The unknown Word
The First column | The Second Column |
---|---|
Nearest neighbor algorithm | 近邻算法 |
K - Nearest neighbor algorithm | \(\sqrt{{\sum_{i=1}^n}(a_i-b_j)^2}\) |
Decision Tree
According to some features,each node asks a question.By judging ,the data is divided into two categories,and then continue to ask questions.These problems are learned from existion data.When new data is added,the data can be divided into appropriate leaves according to the problem on the tree.
Random Forest
Randomly select data in the source data to form several subsets
The S matrix is the source data,with 1-N data,A B C is the feature,and the last column C is the category.

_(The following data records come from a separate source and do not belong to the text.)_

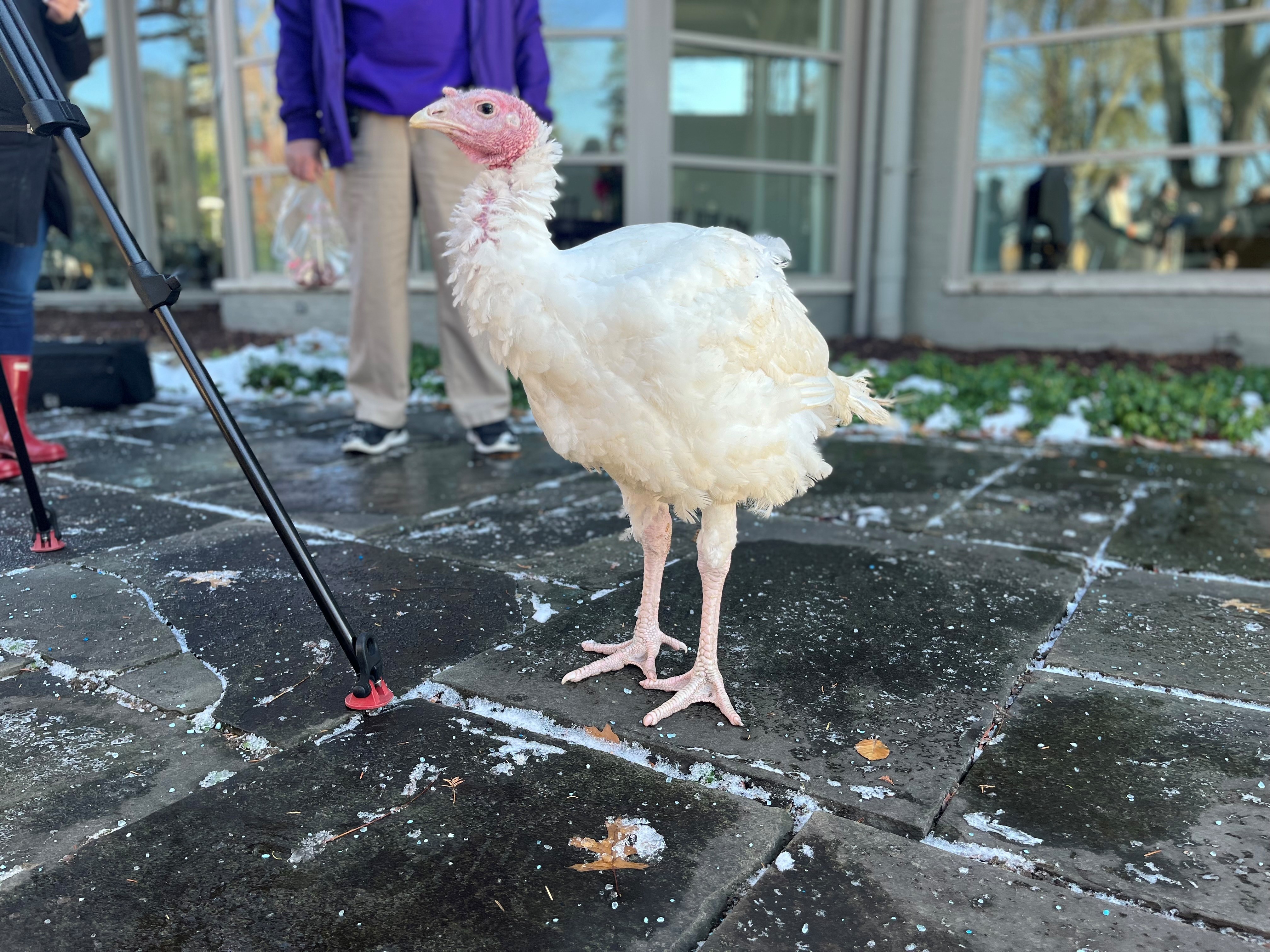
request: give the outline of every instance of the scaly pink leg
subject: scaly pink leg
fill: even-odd
[[[671,510],[665,503],[658,503],[652,496],[629,494],[625,490],[622,495],[631,514],[631,531],[644,546],[644,593],[635,618],[635,633],[629,641],[617,645],[583,641],[583,650],[607,658],[569,671],[560,679],[561,684],[605,671],[616,671],[629,664],[644,671],[645,678],[657,678],[657,655],[662,645],[669,645],[676,651],[688,650],[682,641],[663,635],[657,621],[662,604],[662,572],[665,569],[665,556],[671,551]]]
[[[697,702],[714,704],[734,726],[743,726],[719,671],[719,607],[735,545],[737,506],[719,505],[702,510],[701,532],[697,534],[697,569],[701,572],[701,641],[697,644],[697,660],[690,670],[674,678],[648,678],[640,682],[645,688],[676,692],[674,697],[644,716],[646,727]]]

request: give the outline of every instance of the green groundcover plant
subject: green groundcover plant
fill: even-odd
[[[1110,363],[1087,369],[1074,363],[1064,367],[1053,358],[1039,364],[1002,358],[970,366],[940,353],[871,364],[847,353],[839,363],[850,372],[871,366],[878,392],[894,393],[899,399],[897,411],[913,424],[949,404],[960,414],[958,429],[974,430],[986,415],[1016,402],[1031,413],[1027,430],[1039,433],[1080,400],[1080,411],[1096,437],[1245,442],[1270,425],[1270,409],[1265,406],[1270,404],[1270,367],[1215,367],[1187,374],[1163,363],[1149,371]],[[942,392],[895,392],[913,376],[945,387]]]

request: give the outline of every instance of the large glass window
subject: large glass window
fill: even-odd
[[[989,0],[982,56],[972,272],[1270,268],[1270,3]]]
[[[206,0],[141,0],[138,60],[163,265],[187,286],[222,272],[224,212]]]
[[[768,232],[790,270],[833,270],[839,6],[677,0],[676,221]]]
[[[560,248],[622,225],[626,171],[625,0],[544,0],[549,105],[564,147],[560,198],[547,222]]]
[[[119,142],[114,135],[114,94],[110,88],[110,65],[105,56],[105,5],[90,4],[83,14],[93,51],[93,65],[83,79],[71,84],[67,95],[77,104],[93,131],[84,137],[84,151],[97,168],[112,194],[116,188]],[[62,173],[71,189],[74,240],[60,231],[48,232],[39,288],[43,291],[88,291],[90,288],[124,287],[127,272],[114,248],[110,232],[102,226],[93,211],[88,189],[64,157]]]

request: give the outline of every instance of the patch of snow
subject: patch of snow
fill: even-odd
[[[298,847],[291,850],[291,862],[302,863],[306,859],[312,859],[326,848],[326,843],[335,834],[330,830],[318,830],[318,833],[310,833],[300,840]]]
[[[530,599],[533,603],[533,621],[538,625],[545,625],[552,614],[560,614],[560,611],[552,608],[550,602],[540,600],[536,592],[530,593]]]
[[[413,797],[415,793],[418,793],[419,792],[419,781],[423,779],[423,774],[425,774],[425,773],[436,774],[432,778],[432,781],[434,781],[434,779],[437,779],[437,777],[441,776],[441,768],[439,767],[433,767],[432,764],[429,764],[427,760],[424,760],[420,757],[419,758],[419,763],[417,763],[414,765],[414,769],[410,770],[409,782],[401,788],[401,796],[403,797]],[[432,783],[432,781],[428,781],[428,783]]]
[[[850,787],[852,793],[859,793],[861,800],[885,800],[895,796],[895,791],[889,787]]]
[[[1022,830],[1016,830],[1013,826],[1006,826],[987,814],[966,814],[961,819],[965,820],[966,826],[973,826],[983,833],[994,833],[1003,839],[1008,839],[1011,843],[1019,843],[1025,847],[1035,847],[1038,843],[1045,842],[1033,836],[1031,834],[1024,833]]]
[[[1013,439],[1015,430],[1022,429],[1031,420],[1031,410],[1022,404],[1011,404],[999,414],[988,414],[979,421],[979,430],[989,439]]]
[[[208,770],[207,776],[198,782],[199,787],[215,787],[217,783],[224,783],[230,777],[234,777],[237,770]]]
[[[334,740],[340,734],[348,734],[351,730],[353,730],[361,722],[362,722],[362,716],[361,715],[353,715],[347,721],[344,721],[342,725],[339,725],[335,730],[333,730],[330,734],[323,734],[320,737],[314,737],[314,746],[321,746],[328,740]]]
[[[945,853],[964,857],[965,859],[978,859],[980,862],[996,861],[1008,866],[1011,869],[1021,869],[1024,872],[1034,872],[1036,869],[1036,864],[1031,859],[1017,853],[1011,853],[1008,849],[984,847],[978,843],[952,843],[942,836],[936,836],[933,833],[927,833],[922,838],[922,843],[927,847],[942,849]]]
[[[931,433],[949,433],[961,425],[961,414],[951,404],[944,404],[922,423],[922,429]]]

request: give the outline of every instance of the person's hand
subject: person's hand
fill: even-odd
[[[79,13],[79,0],[44,0],[44,17],[57,25],[70,23]]]
[[[44,0],[58,3],[58,0]],[[321,178],[321,156],[316,138],[293,138],[287,142],[287,171],[301,182],[318,182]]]

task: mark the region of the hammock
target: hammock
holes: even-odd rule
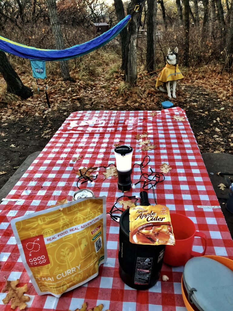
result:
[[[14,42],[0,36],[0,50],[20,57],[42,61],[66,60],[78,57],[105,45],[126,26],[130,18],[127,15],[112,28],[98,37],[82,44],[64,50],[37,49]]]

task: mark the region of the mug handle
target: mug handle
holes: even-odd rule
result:
[[[194,234],[194,236],[199,236],[200,238],[202,238],[205,241],[205,248],[204,250],[202,253],[200,253],[199,252],[194,252],[192,250],[191,252],[191,256],[195,256],[196,257],[199,256],[203,256],[205,254],[206,248],[207,246],[207,238],[204,233],[203,232],[200,232],[199,231],[196,231]]]

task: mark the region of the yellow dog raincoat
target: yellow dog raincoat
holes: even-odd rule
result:
[[[156,81],[156,87],[162,85],[168,81],[174,81],[183,79],[184,76],[179,69],[178,65],[169,65],[167,63],[158,75]]]

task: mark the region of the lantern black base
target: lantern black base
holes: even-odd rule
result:
[[[116,170],[118,174],[118,189],[122,192],[128,191],[132,188],[131,170],[127,172],[121,172]]]

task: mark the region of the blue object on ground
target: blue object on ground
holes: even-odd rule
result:
[[[172,103],[171,103],[170,101],[168,101],[168,100],[166,100],[166,101],[163,101],[162,103],[162,106],[165,109],[166,108],[171,108],[174,105]]]

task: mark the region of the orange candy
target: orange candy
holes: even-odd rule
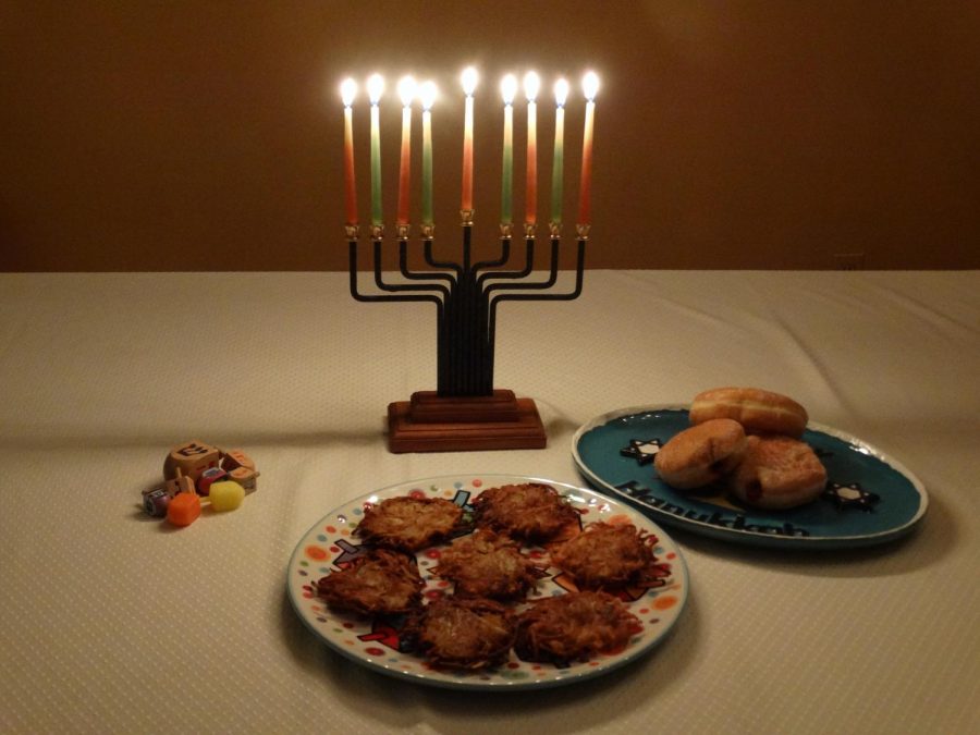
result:
[[[189,526],[200,515],[200,498],[195,492],[181,492],[167,506],[167,519],[174,526]]]

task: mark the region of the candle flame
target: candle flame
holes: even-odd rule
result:
[[[412,100],[415,99],[417,88],[418,85],[413,76],[403,76],[399,79],[399,98],[401,98],[403,107],[412,107]]]
[[[524,75],[524,96],[528,102],[534,102],[541,89],[541,77],[537,72],[528,72]]]
[[[436,88],[436,83],[429,79],[425,82],[418,88],[418,97],[422,103],[422,110],[431,110],[432,105],[436,102],[436,97],[439,96],[439,89]]]
[[[460,77],[460,81],[463,83],[463,94],[467,97],[473,97],[473,93],[476,91],[476,83],[479,78],[477,71],[473,66],[467,66],[463,70],[463,75]]]
[[[568,99],[568,81],[560,78],[554,83],[554,101],[559,107],[565,107],[566,99]]]
[[[581,77],[581,91],[590,102],[596,99],[599,94],[599,75],[596,72],[588,72]]]
[[[504,98],[504,105],[514,102],[514,95],[517,94],[517,77],[507,74],[500,81],[500,94]]]
[[[344,102],[344,107],[351,107],[354,103],[354,98],[357,96],[357,83],[347,77],[343,82],[341,82],[341,99]]]
[[[371,74],[368,77],[367,86],[371,105],[377,105],[381,101],[381,95],[384,94],[384,77],[380,74]]]

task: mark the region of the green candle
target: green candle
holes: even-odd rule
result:
[[[503,175],[501,176],[500,222],[512,224],[511,205],[514,200],[514,95],[517,94],[517,77],[507,74],[500,83],[504,100],[504,147]]]
[[[551,222],[562,223],[562,195],[565,176],[565,99],[568,97],[568,83],[559,79],[554,84],[554,157],[551,162]]]
[[[421,86],[422,103],[422,224],[432,224],[432,103],[436,84]]]
[[[381,123],[378,105],[384,91],[384,79],[375,74],[368,79],[368,95],[371,100],[371,224],[384,223],[381,211]]]

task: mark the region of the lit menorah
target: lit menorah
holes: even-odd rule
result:
[[[354,186],[354,154],[352,103],[354,86],[342,86],[345,112],[345,232],[350,247],[351,294],[362,302],[428,302],[436,306],[437,326],[437,390],[417,391],[409,401],[389,405],[389,449],[392,452],[462,451],[488,449],[540,449],[547,434],[538,409],[530,399],[518,399],[511,390],[493,388],[494,342],[497,311],[507,301],[571,301],[581,293],[585,249],[589,233],[589,186],[591,177],[591,142],[595,117],[595,96],[598,79],[587,74],[583,86],[587,99],[583,137],[581,185],[579,217],[576,225],[577,257],[575,283],[569,290],[556,289],[562,249],[561,201],[564,154],[564,105],[567,83],[555,85],[555,140],[552,167],[552,217],[549,224],[550,254],[548,275],[532,275],[536,261],[537,210],[537,75],[525,77],[528,98],[527,213],[524,225],[524,253],[515,254],[511,221],[511,182],[513,180],[513,97],[516,78],[509,75],[501,88],[504,99],[503,185],[500,243],[497,257],[473,259],[473,95],[476,73],[468,69],[463,75],[466,110],[463,145],[463,198],[461,208],[463,243],[458,258],[443,259],[434,252],[432,223],[431,171],[431,105],[434,90],[422,86],[422,224],[418,242],[413,242],[408,224],[408,181],[411,103],[414,86],[403,79],[400,94],[404,105],[402,124],[402,157],[399,185],[397,259],[401,279],[385,280],[382,262],[385,252],[384,225],[381,216],[380,143],[378,102],[383,81],[375,75],[368,82],[371,99],[371,228],[370,270],[373,290],[365,293],[358,285],[358,262],[362,243],[357,224]],[[409,248],[420,246],[426,270],[408,266]]]

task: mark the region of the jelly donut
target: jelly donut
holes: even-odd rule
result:
[[[695,396],[690,422],[731,418],[747,433],[779,433],[799,439],[807,428],[807,411],[793,399],[758,388],[714,388]]]
[[[728,477],[732,494],[767,510],[809,503],[826,486],[826,469],[809,444],[789,437],[747,439],[742,462]]]
[[[657,453],[653,466],[672,488],[700,488],[735,467],[745,445],[745,430],[738,421],[715,418],[674,434]]]

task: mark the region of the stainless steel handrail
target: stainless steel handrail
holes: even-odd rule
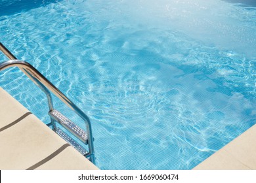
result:
[[[1,48],[0,48],[0,49]],[[6,48],[6,50],[7,49]],[[15,57],[14,58],[15,58]],[[51,103],[52,103],[51,96],[48,90],[52,92],[64,103],[68,105],[71,109],[72,109],[76,114],[77,114],[84,120],[87,127],[87,132],[88,135],[88,148],[89,148],[89,153],[85,156],[87,158],[90,158],[90,160],[93,163],[95,163],[95,151],[94,151],[94,146],[93,146],[92,129],[91,129],[91,122],[88,116],[85,113],[83,113],[83,112],[81,110],[80,110],[80,108],[79,108],[73,102],[72,102],[64,94],[63,94],[57,88],[56,88],[50,81],[49,81],[43,75],[41,75],[35,68],[34,68],[32,65],[31,65],[28,62],[26,62],[24,61],[18,60],[18,59],[12,59],[12,60],[4,61],[0,63],[0,71],[4,70],[5,69],[11,67],[18,67],[18,68],[20,68],[21,71],[24,72],[27,76],[28,76],[29,78],[37,86],[39,86],[44,92],[47,91],[46,93],[45,92],[45,93],[47,93],[47,97],[48,97],[49,101],[50,98],[50,101]],[[48,93],[49,95],[48,95]],[[53,105],[51,106],[53,107]]]

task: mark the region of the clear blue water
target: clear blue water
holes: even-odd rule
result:
[[[256,8],[230,1],[1,0],[0,37],[88,114],[100,169],[190,169],[256,123]],[[22,75],[0,86],[47,123]]]

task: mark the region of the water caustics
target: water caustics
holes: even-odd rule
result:
[[[100,169],[190,169],[256,122],[256,8],[229,1],[25,2],[0,36],[89,115]],[[17,76],[1,86],[47,122]]]

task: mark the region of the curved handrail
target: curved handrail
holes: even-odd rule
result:
[[[72,102],[64,94],[63,94],[57,88],[49,81],[42,74],[41,74],[35,67],[24,61],[12,59],[4,61],[0,63],[0,71],[11,67],[18,67],[26,75],[28,74],[32,79],[32,80],[37,86],[43,86],[52,92],[64,103],[68,105],[71,109],[75,111],[85,122],[88,135],[88,148],[89,153],[86,155],[90,157],[91,161],[95,162],[95,152],[93,147],[93,139],[91,122],[88,116],[79,108],[73,102]],[[41,88],[42,89],[42,88]]]

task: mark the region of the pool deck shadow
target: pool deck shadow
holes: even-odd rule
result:
[[[256,170],[256,125],[193,169]]]

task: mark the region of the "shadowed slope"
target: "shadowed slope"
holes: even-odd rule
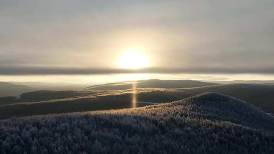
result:
[[[7,153],[272,153],[274,136],[269,130],[274,128],[273,123],[272,117],[245,102],[207,93],[134,109],[6,120],[0,123],[4,132],[0,134],[0,150]]]

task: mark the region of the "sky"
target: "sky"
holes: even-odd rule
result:
[[[270,0],[0,0],[0,81],[274,80],[273,15]]]

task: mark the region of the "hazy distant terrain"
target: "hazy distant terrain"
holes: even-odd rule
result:
[[[213,82],[221,84],[274,84],[274,80],[233,80],[233,81],[202,81],[206,82]]]
[[[73,84],[68,83],[51,83],[44,82],[9,82],[14,84],[26,85],[39,90],[80,90],[87,87],[85,84]]]
[[[34,90],[36,90],[36,89],[33,87],[0,82],[0,97],[7,96],[18,96],[22,93]]]
[[[152,79],[140,80],[136,82],[122,82],[88,87],[86,90],[125,90],[132,88],[135,84],[135,88],[185,88],[207,86],[217,85],[219,84],[205,83],[193,80],[161,80]]]
[[[0,123],[2,153],[273,153],[274,118],[207,93],[133,109]]]
[[[274,86],[228,84],[181,89],[35,91],[22,94],[21,103],[16,102],[12,105],[0,106],[0,118],[131,107],[133,95],[135,95],[138,101],[164,103],[209,92],[232,96],[247,101],[267,112],[274,113]],[[136,105],[141,106],[151,104],[137,103]]]

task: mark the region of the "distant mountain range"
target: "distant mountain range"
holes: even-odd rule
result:
[[[135,84],[134,87],[133,84]],[[134,88],[185,88],[219,85],[193,80],[161,80],[151,79],[134,82],[122,82],[88,87],[86,90],[125,90]]]
[[[14,118],[0,129],[2,153],[274,153],[274,117],[214,93],[137,108]]]
[[[274,80],[233,80],[233,81],[201,81],[205,82],[213,82],[221,84],[274,84]]]
[[[21,93],[36,90],[32,87],[7,82],[0,82],[0,97],[19,96]]]
[[[12,84],[26,85],[39,90],[80,90],[87,86],[87,84],[74,84],[65,83],[45,82],[9,82]]]

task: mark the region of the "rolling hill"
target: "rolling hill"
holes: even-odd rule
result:
[[[205,83],[193,80],[161,80],[151,79],[135,82],[122,82],[104,85],[92,86],[86,90],[126,90],[132,88],[134,84],[136,88],[185,88],[219,85],[212,83]]]
[[[35,88],[27,86],[0,82],[0,97],[8,96],[19,96],[21,93],[32,91],[35,90]]]
[[[206,93],[147,107],[12,119],[2,153],[272,153],[274,118]]]
[[[133,106],[133,95],[136,98],[136,105],[142,106],[151,105],[151,103],[174,101],[210,92],[232,96],[248,101],[268,113],[274,113],[274,86],[229,84],[182,89],[35,91],[22,94],[21,103],[0,105],[0,119],[50,113],[130,108]]]

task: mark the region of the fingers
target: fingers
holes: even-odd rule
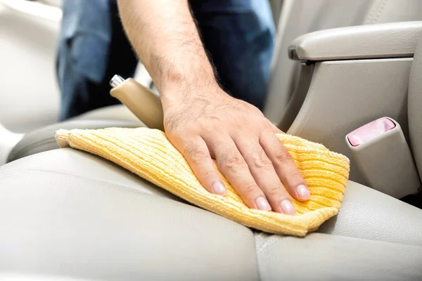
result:
[[[262,190],[250,174],[248,164],[229,135],[205,139],[215,155],[220,171],[250,208],[271,210]]]
[[[183,143],[182,146],[181,151],[204,188],[212,193],[224,195],[227,190],[215,171],[204,140],[199,136],[189,138],[188,141]]]
[[[293,158],[274,133],[262,133],[260,143],[289,193],[298,200],[309,199],[309,190]]]
[[[273,133],[273,136],[275,136]],[[259,143],[257,138],[236,138],[236,144],[243,156],[252,176],[266,195],[273,211],[294,214],[296,211],[290,197],[280,178],[271,160]]]
[[[283,131],[281,131],[279,128],[277,128],[276,126],[276,125],[272,124],[271,122],[269,122],[269,126],[271,126],[271,129],[273,130],[274,133],[286,133]]]

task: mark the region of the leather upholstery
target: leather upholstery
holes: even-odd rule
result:
[[[422,40],[416,46],[409,81],[408,115],[411,150],[422,180]]]
[[[118,120],[70,120],[49,125],[26,133],[10,152],[7,162],[32,155],[43,151],[58,148],[54,138],[56,131],[60,129],[101,129],[108,127],[139,126],[139,122]]]
[[[422,211],[352,182],[338,217],[305,238],[254,232],[173,199],[71,149],[7,164],[0,271],[105,280],[422,278]]]
[[[300,63],[288,58],[288,47],[296,37],[329,28],[422,19],[419,0],[285,0],[279,23],[273,72],[264,112],[280,124],[298,81]],[[295,115],[297,112],[292,112]],[[286,131],[288,124],[281,129]]]

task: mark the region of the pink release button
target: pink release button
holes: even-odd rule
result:
[[[347,140],[352,146],[362,145],[377,136],[394,129],[395,124],[386,117],[378,119],[357,129],[347,136]]]

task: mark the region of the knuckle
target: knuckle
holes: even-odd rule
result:
[[[253,157],[253,165],[257,169],[268,169],[271,168],[272,163],[267,157]]]
[[[227,157],[224,166],[229,170],[234,170],[239,168],[244,168],[245,162],[241,155],[233,155]]]
[[[259,190],[259,188],[255,183],[250,183],[245,187],[245,194],[246,195],[255,195],[257,193],[257,190]]]
[[[279,150],[275,155],[276,159],[281,162],[292,161],[293,157],[286,149]]]
[[[282,186],[276,186],[268,191],[269,197],[271,198],[279,198],[280,200],[288,197],[288,192]]]
[[[260,145],[255,145],[251,154],[252,164],[256,169],[268,169],[272,166],[272,163],[267,157]]]
[[[197,145],[192,144],[185,148],[185,155],[193,162],[198,163],[207,159],[209,154],[205,150],[198,148]]]

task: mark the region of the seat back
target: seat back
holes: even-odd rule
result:
[[[0,124],[25,133],[58,121],[54,71],[58,8],[0,1]]]
[[[288,56],[288,46],[295,38],[329,28],[421,19],[419,0],[285,0],[264,110],[266,117],[279,126],[286,118],[283,113],[297,87],[300,66]],[[281,129],[287,130],[288,126]]]
[[[408,111],[411,148],[422,180],[422,39],[416,46],[410,71]]]

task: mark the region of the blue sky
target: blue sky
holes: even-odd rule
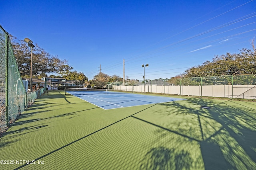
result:
[[[256,1],[1,0],[0,24],[92,79],[170,78],[214,56],[252,48]]]

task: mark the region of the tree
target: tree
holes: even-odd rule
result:
[[[185,71],[183,77],[212,76],[256,73],[256,53],[247,49],[238,53],[216,56],[212,61],[206,61],[202,65]]]
[[[82,72],[76,71],[70,71],[66,77],[67,80],[75,80],[76,84],[82,84],[85,81],[88,80],[88,78]]]
[[[123,78],[121,78],[120,76],[115,74],[110,76],[109,77],[108,81],[110,82],[122,82]]]
[[[109,81],[109,78],[110,76],[106,74],[103,72],[99,73],[94,76],[92,80],[90,80],[90,84],[94,84],[97,88],[103,88],[106,83]]]
[[[18,40],[12,35],[10,35],[10,38],[20,74],[23,76],[30,75],[30,48],[24,41]],[[32,67],[34,74],[65,72],[73,69],[68,64],[67,61],[51,55],[37,44],[34,45]]]

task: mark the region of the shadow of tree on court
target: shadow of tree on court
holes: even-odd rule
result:
[[[190,154],[182,150],[177,151],[163,147],[152,149],[141,161],[142,170],[190,169],[192,163]]]
[[[256,107],[240,103],[191,98],[158,104],[152,114],[167,117],[161,127],[199,141],[206,169],[256,169]]]

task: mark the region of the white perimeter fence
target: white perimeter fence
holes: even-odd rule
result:
[[[130,92],[198,96],[256,99],[256,85],[206,86],[115,86],[114,90]]]

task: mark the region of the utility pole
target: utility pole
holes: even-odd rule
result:
[[[124,77],[123,78],[123,84],[124,86]]]
[[[101,64],[100,64],[100,74],[101,74]]]

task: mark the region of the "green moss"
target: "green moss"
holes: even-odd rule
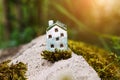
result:
[[[68,59],[71,57],[72,52],[70,50],[58,50],[55,49],[55,52],[51,51],[43,51],[41,56],[43,56],[44,59],[54,63],[55,61],[62,60],[62,59]]]
[[[102,80],[120,80],[120,57],[82,42],[69,41],[70,49],[82,55]]]
[[[9,62],[10,60],[0,63],[0,80],[27,80],[27,66],[22,62],[9,65]]]

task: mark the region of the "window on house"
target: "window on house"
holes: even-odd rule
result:
[[[61,34],[60,34],[60,36],[61,36],[61,37],[63,37],[63,36],[64,36],[64,34],[63,34],[63,33],[61,33]]]
[[[58,41],[58,40],[59,40],[59,37],[56,38],[56,41]]]
[[[63,44],[60,44],[60,47],[64,47],[64,45],[63,45]]]
[[[53,44],[51,44],[51,48],[54,48],[54,45],[53,45]]]
[[[58,32],[58,28],[55,28],[55,32]]]
[[[52,35],[48,35],[48,38],[52,38]]]

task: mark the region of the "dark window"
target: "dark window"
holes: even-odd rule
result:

M sub-matrices are randomly generated by S
These M subsets get M decision treesPut the new data into the M trees,get M classification results,count to see which category is the most predictive,and use this category as the final prediction result.
Logistic regression
When the prediction target is probabilistic,the value domain needs to satisfy greater than or equal to 0.when less than or equal to 1,at this time,a simple linear model cannot be used because the value range is beyond when the domain is not within a certain range.
So it is better to have a model of this shape at this time
So how do you get such a model?
This model needs to satisfy two conditions:greater than or equal to 0,less than or equal to 1
Models greater than or equal to 0 can choose absolute value,square,square value,here using exponential function,must be greater than 0
Less than or equal to 1 with division,the numerator is itself,and the denominator is itself plus 1,which must be less than 1.
After doing another deformation,I got the logistic regression model.
The corresponding coefficients can be obtained by calculating the source data
In the end,there is the logistic graph
SVM(Support vector machine)
To separate the two types,you want to get a hyperplane.The optimal hyperplane is the maximum of the two types of margins.The margin is the distance between the distance between the hyperplane and the nearest point.As shown below,\(Z_2>Z_1\),so the green super Plane is better.
Express this hyperplane as a linear equation,one above the line is greater than or equal to 1,and the other is less than or equal to -1
The point-to-face distance is calculated according to the formula in the figure.
So the expression for the total margin is as follows,the goal is to maximize this margin,you need to minimize the denominator,so it becomes an optimization problem.
Giving three examples,we find the optimal hperplane,define the weight vector=(2,3)-(1,1)
Obtainning the weight vector as (a,2a),substitube two points into the equation,substitute (2,3) and another value=1,substitute (1,1) and another value=-1 to solve for a and truncation \(W_0\).The value,which in turn gives the expression of the hyperplane.
After getting out A,substituting (a,2a) is the support vector
The equation fora
and$W_0$
substituting the hyperplane is support vector machine.
Naive Bayes
Giving an application in NLP
Giving paregraph of text,return the emotional classification,the attitude of this text is positive,or negative.
In order to solve this problem,you can just look at some of the words.
This text will only be represented by some words and their counts
The orginal question is :give you a sentense,which category it belongs to?Become a simpler and easier question through bayer rules
The question becomes,what is the probability of this sentence appearing in this category,of course,don't forget the other towo probabilities in the fomula
For example,The probability that the word love appears in the positive case is 0.1,and the probability in the negative case is 0.001.
K nearest neighbors
When giving a new data,which of the k points closest to it is more,which class does the data belong to?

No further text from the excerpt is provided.